こんな豪邸なのに寝泊まりだけなんて実に勿体無い。

しかしみんな仕事で忙しいので大体はアジトにいる。

桃子もその豪邸で一緒に寝泊まりしている。桃子の部屋はもちろん本邸。

みんなの部屋から一番行きやすい場所にある。

そしてみんなが仕事でアジトに行く時は桃子も一緒について行く、と言うので一緒に行っている。
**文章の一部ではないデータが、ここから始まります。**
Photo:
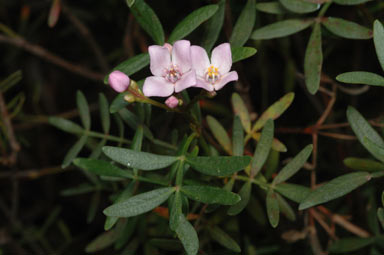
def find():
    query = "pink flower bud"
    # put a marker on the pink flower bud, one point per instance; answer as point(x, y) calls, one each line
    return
point(172, 102)
point(119, 81)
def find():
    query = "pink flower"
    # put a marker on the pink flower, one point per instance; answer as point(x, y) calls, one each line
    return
point(172, 102)
point(213, 75)
point(172, 69)
point(119, 81)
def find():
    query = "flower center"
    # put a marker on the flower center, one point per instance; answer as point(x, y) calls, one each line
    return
point(173, 74)
point(212, 75)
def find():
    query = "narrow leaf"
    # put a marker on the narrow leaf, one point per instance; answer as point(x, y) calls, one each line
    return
point(378, 39)
point(363, 164)
point(241, 110)
point(218, 165)
point(65, 125)
point(350, 2)
point(292, 191)
point(274, 111)
point(263, 148)
point(223, 239)
point(271, 8)
point(347, 29)
point(313, 60)
point(244, 25)
point(240, 53)
point(361, 77)
point(138, 159)
point(281, 29)
point(72, 153)
point(139, 204)
point(104, 113)
point(213, 27)
point(219, 133)
point(273, 210)
point(188, 236)
point(335, 188)
point(192, 21)
point(101, 167)
point(148, 20)
point(294, 165)
point(131, 65)
point(245, 193)
point(350, 244)
point(363, 129)
point(210, 195)
point(83, 107)
point(237, 137)
point(300, 6)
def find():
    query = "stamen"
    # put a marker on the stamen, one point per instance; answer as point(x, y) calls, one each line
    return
point(212, 75)
point(172, 74)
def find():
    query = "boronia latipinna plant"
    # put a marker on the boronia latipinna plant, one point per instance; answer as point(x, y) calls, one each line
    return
point(194, 181)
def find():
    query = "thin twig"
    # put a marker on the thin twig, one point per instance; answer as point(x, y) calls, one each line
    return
point(50, 57)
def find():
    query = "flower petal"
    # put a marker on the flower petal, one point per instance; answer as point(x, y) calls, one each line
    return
point(160, 59)
point(231, 76)
point(201, 83)
point(187, 80)
point(157, 87)
point(222, 58)
point(200, 60)
point(181, 55)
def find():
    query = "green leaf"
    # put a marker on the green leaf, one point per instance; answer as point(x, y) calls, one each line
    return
point(192, 21)
point(240, 53)
point(363, 129)
point(244, 25)
point(213, 27)
point(313, 60)
point(350, 2)
point(263, 147)
point(300, 6)
point(346, 29)
point(223, 239)
point(65, 125)
point(273, 209)
point(271, 8)
point(72, 153)
point(237, 137)
point(335, 188)
point(378, 39)
point(131, 65)
point(218, 165)
point(363, 164)
point(241, 110)
point(148, 20)
point(219, 133)
point(101, 167)
point(138, 159)
point(175, 211)
point(139, 204)
point(82, 105)
point(104, 113)
point(188, 236)
point(285, 208)
point(350, 244)
point(281, 29)
point(274, 111)
point(294, 165)
point(210, 195)
point(292, 191)
point(361, 77)
point(377, 149)
point(245, 193)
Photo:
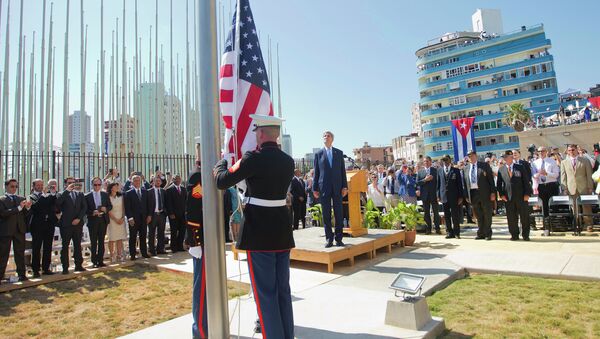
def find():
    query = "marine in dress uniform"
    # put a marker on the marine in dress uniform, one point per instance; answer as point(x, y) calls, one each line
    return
point(266, 234)
point(195, 239)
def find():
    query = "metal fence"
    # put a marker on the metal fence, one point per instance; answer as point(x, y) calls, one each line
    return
point(27, 166)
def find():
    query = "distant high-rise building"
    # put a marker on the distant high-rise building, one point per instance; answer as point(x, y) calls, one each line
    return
point(161, 125)
point(415, 112)
point(286, 144)
point(472, 74)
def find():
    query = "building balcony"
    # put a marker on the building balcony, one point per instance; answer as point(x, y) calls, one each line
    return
point(459, 48)
point(493, 101)
point(487, 71)
point(491, 86)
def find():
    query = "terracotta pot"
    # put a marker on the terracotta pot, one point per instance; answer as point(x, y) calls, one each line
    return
point(409, 237)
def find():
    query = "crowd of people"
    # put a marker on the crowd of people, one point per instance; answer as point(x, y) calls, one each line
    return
point(135, 211)
point(479, 187)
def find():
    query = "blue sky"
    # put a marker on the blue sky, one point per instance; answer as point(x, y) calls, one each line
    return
point(346, 65)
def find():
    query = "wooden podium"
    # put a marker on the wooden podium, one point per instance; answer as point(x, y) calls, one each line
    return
point(357, 183)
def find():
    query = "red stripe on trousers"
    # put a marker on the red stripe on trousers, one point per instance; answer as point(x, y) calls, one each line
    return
point(244, 120)
point(262, 325)
point(201, 311)
point(226, 71)
point(226, 95)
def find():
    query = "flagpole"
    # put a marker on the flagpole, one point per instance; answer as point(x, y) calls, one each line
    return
point(214, 237)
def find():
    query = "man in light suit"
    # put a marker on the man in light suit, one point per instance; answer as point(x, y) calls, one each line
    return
point(481, 191)
point(450, 194)
point(14, 210)
point(427, 179)
point(514, 187)
point(98, 206)
point(330, 184)
point(72, 205)
point(576, 178)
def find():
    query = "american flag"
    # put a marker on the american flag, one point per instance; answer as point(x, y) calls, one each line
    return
point(244, 85)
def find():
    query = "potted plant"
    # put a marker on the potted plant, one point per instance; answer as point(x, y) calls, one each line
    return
point(411, 217)
point(372, 215)
point(517, 116)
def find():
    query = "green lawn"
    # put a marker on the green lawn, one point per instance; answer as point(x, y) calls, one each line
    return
point(499, 306)
point(103, 305)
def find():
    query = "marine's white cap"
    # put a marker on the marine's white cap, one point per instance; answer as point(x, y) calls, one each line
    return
point(259, 120)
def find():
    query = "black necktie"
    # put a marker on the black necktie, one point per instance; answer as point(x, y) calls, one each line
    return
point(159, 201)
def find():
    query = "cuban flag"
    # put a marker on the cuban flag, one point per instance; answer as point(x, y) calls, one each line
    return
point(463, 137)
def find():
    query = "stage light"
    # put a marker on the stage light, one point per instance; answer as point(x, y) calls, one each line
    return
point(407, 283)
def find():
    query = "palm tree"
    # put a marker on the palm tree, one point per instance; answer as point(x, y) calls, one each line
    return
point(517, 116)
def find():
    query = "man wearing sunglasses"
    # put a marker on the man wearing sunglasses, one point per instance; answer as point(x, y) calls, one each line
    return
point(98, 206)
point(14, 210)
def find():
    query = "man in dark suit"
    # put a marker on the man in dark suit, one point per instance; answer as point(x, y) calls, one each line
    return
point(298, 191)
point(427, 182)
point(98, 206)
point(14, 211)
point(175, 202)
point(71, 203)
point(450, 194)
point(42, 222)
point(514, 188)
point(156, 216)
point(136, 209)
point(481, 191)
point(330, 184)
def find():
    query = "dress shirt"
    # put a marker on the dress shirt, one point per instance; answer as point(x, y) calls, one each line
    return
point(551, 168)
point(473, 176)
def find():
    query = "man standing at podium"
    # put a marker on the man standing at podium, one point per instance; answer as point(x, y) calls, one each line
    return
point(330, 184)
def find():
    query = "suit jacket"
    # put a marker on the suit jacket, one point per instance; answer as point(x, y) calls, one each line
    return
point(329, 180)
point(515, 187)
point(427, 189)
point(152, 202)
point(175, 201)
point(43, 212)
point(70, 209)
point(12, 221)
point(449, 187)
point(485, 180)
point(578, 180)
point(104, 202)
point(137, 207)
point(298, 190)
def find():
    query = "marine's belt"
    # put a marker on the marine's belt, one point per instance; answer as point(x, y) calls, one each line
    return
point(264, 202)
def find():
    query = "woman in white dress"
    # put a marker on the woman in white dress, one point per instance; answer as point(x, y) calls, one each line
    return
point(117, 230)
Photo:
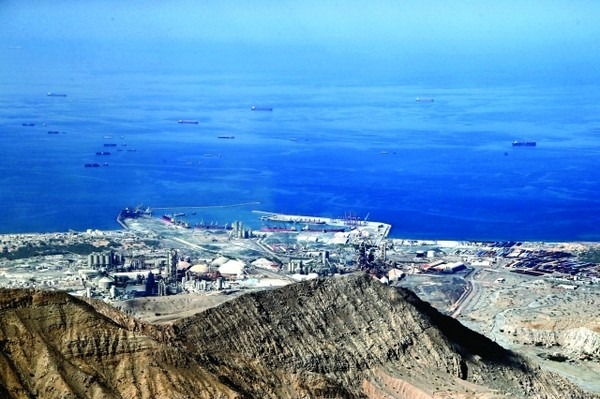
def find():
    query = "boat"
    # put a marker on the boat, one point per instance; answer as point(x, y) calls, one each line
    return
point(324, 230)
point(524, 143)
point(212, 226)
point(255, 108)
point(279, 229)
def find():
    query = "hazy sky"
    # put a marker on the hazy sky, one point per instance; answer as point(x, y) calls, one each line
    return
point(553, 33)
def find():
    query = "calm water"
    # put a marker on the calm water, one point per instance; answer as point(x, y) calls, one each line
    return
point(443, 170)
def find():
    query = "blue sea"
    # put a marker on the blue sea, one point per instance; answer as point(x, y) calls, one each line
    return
point(334, 144)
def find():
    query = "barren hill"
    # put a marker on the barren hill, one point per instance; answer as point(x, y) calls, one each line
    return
point(337, 338)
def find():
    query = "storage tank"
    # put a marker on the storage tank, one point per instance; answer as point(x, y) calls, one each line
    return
point(105, 283)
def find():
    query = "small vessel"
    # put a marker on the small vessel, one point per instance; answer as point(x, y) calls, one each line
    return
point(255, 108)
point(517, 143)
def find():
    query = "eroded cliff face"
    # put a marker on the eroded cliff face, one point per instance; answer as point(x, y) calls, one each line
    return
point(338, 337)
point(56, 346)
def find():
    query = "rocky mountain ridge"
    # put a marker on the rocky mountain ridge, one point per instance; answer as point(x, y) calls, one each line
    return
point(346, 337)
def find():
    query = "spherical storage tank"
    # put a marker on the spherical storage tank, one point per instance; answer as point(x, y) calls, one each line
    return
point(105, 283)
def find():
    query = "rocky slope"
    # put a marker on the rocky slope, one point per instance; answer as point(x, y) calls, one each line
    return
point(337, 338)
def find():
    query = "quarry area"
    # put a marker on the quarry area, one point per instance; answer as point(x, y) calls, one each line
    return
point(540, 299)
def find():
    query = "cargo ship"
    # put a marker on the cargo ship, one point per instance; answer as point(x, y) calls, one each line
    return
point(171, 220)
point(279, 229)
point(212, 226)
point(324, 230)
point(255, 108)
point(524, 143)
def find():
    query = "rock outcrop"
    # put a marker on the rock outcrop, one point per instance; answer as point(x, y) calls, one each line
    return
point(339, 338)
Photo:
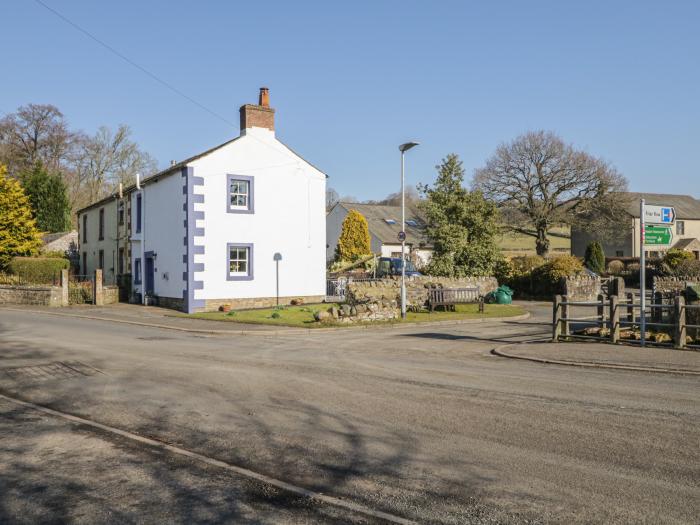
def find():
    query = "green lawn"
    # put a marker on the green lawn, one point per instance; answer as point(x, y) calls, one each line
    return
point(303, 316)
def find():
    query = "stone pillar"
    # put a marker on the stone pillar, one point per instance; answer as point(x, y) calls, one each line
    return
point(679, 311)
point(97, 293)
point(65, 300)
point(614, 319)
point(556, 319)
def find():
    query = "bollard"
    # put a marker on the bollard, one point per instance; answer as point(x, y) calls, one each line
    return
point(680, 321)
point(614, 320)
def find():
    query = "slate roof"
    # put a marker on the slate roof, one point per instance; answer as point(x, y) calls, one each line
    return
point(687, 207)
point(376, 215)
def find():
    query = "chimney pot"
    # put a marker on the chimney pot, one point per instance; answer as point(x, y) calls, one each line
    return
point(264, 98)
point(260, 115)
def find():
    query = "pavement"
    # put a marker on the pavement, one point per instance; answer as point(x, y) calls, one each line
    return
point(422, 424)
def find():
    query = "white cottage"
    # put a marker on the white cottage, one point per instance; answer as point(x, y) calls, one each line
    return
point(239, 224)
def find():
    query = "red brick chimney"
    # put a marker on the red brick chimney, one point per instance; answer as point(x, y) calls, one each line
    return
point(260, 116)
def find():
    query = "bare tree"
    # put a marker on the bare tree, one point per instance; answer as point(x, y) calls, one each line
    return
point(543, 182)
point(36, 133)
point(106, 159)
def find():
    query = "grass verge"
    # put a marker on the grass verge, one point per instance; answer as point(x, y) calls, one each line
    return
point(303, 316)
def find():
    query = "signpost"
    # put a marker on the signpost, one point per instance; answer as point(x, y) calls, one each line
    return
point(654, 230)
point(657, 235)
point(659, 214)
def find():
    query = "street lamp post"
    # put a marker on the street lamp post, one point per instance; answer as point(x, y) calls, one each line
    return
point(403, 148)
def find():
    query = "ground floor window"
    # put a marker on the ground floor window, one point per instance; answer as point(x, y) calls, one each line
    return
point(240, 262)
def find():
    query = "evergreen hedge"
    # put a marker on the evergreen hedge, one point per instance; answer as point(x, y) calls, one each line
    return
point(39, 270)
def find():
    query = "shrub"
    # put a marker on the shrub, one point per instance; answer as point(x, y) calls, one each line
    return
point(38, 270)
point(524, 264)
point(547, 278)
point(674, 257)
point(688, 268)
point(354, 240)
point(595, 258)
point(616, 267)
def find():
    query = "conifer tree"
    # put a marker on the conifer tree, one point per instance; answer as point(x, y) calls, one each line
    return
point(18, 232)
point(461, 224)
point(48, 196)
point(354, 241)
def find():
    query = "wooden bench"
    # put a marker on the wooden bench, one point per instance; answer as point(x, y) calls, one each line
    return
point(448, 298)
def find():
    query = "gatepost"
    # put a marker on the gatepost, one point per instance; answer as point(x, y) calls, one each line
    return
point(97, 294)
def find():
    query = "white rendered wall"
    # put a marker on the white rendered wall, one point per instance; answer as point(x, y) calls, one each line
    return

部下が護衛するより、自分たちが側で守った方が安全と考えてのことだった。
 
朝起きた桃子はいつものようにリビングに行く。

そしてドアを開くと、そこにはいつもと違う光景が·····

「「もも(ちゃん)、誕生日おめでとう!生まれてきてくれてありがとう!!」」

みんなが待っていた。

「·····」

何も言わない桃子にみんなは少し心配になり、沈黙に耐えきれなかった赤宮が喋り出す。

「あ、えっと、昨日はごめんな。余計なこと言って」

桃子は首を横に振った。
しかし言葉は発しない。

みんなはまた喋らなくなったのか?やっぱりまだ早かったのか?と思って心配する。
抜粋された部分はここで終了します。